Sì al ministero delle Politiche comunitarie, a patto che l’Unione si impegni per i senatori della Rosa nel pugno. I radicalsocialisti hanno tenuto sulla corda Romano Prodi fino alla fine. Poi hanno detto sì, ponendo però una condizione grande come una casa. «Sono pronta - ha annunciato Emma Bonino in tarda serata - ad accettare il compito ministeriale che mi viene prospettato, se giungessero due elementi di chiarezza. Il primo è un impegno esplicito e serio sulla grave vicenda che vede esclusi da Palazzo Madama otto senatori regolarmente votati ed eletti dal popolo italiano. Il secondo è un elemento di chiarezza sulla presenza complessiva della Rosa nel pugno nella compagine di governo».
La leader radicale sarà quindi ministro alle Politiche comunitarie. Il dicastero attualmente guidato da Giorgio La Malfa, salvo sorprese, dovrebbe essere rafforzato da un’importate delega presa dal ministero per le Attività produttive, cioè il Commercio con l’estero fino a oggi guidato dal viceministro Adolfo Urso.
Regista delle trattative, fino alle battute finali, è stato il leader radicale Marco Pannella. Fino a ieri mattina Bonino era ufficialmente candidata alla Difesa poi la trattativa si è spostata sulle competenze di quel dicastero che, fino dall’inizio veniva indicato come il più probabile. I radicalsocialisti avrebbero voluto anche la delega alla cooperazione internazionale, sottraendola al ministero degli Esteri guidato da Massimo D’Alema. Ma l’esponente Ds, stoppato nella sua corsa al Quirinale anche dai no della Rosa nel pugno, ha rifiutato.
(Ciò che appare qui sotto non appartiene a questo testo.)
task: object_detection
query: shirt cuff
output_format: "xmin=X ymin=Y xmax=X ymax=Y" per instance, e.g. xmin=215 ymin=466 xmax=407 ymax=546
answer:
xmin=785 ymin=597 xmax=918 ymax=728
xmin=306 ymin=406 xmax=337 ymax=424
Nella trattativa sono anche finite le richieste sui sottosegretari, soprattutto da parte della componente socialista.
La partita più importante per il partito nato dalla fusione dello Sdi resta comunque quella dei senatori. La Rosa nel pugno vuole che l’Unione si impegni affinché prevalga l’interpretazione della legge elettorale che gli permetterebbe di ottenere otto senatori, tra i quali lo stesso Pannella e Ugo Intini. Nei giorni scorsi anche il coordinatore di Forza Italia Sandro Bondi si era espresso a favore dell’interpretazione pro- Rnp. «È stato un segnale importate mentre l’Unione non ha speso una mezza parola» ha commentato il radicale Daniele Capezzone. L’esclusione dei radicali da Palazzo Madama per Bonino «è una grave ferita alla legalità costituzionale. Chiedo ufficialmente all'Unione e al suo leader di pronunziare al riguardo parole chiare ed impegnative».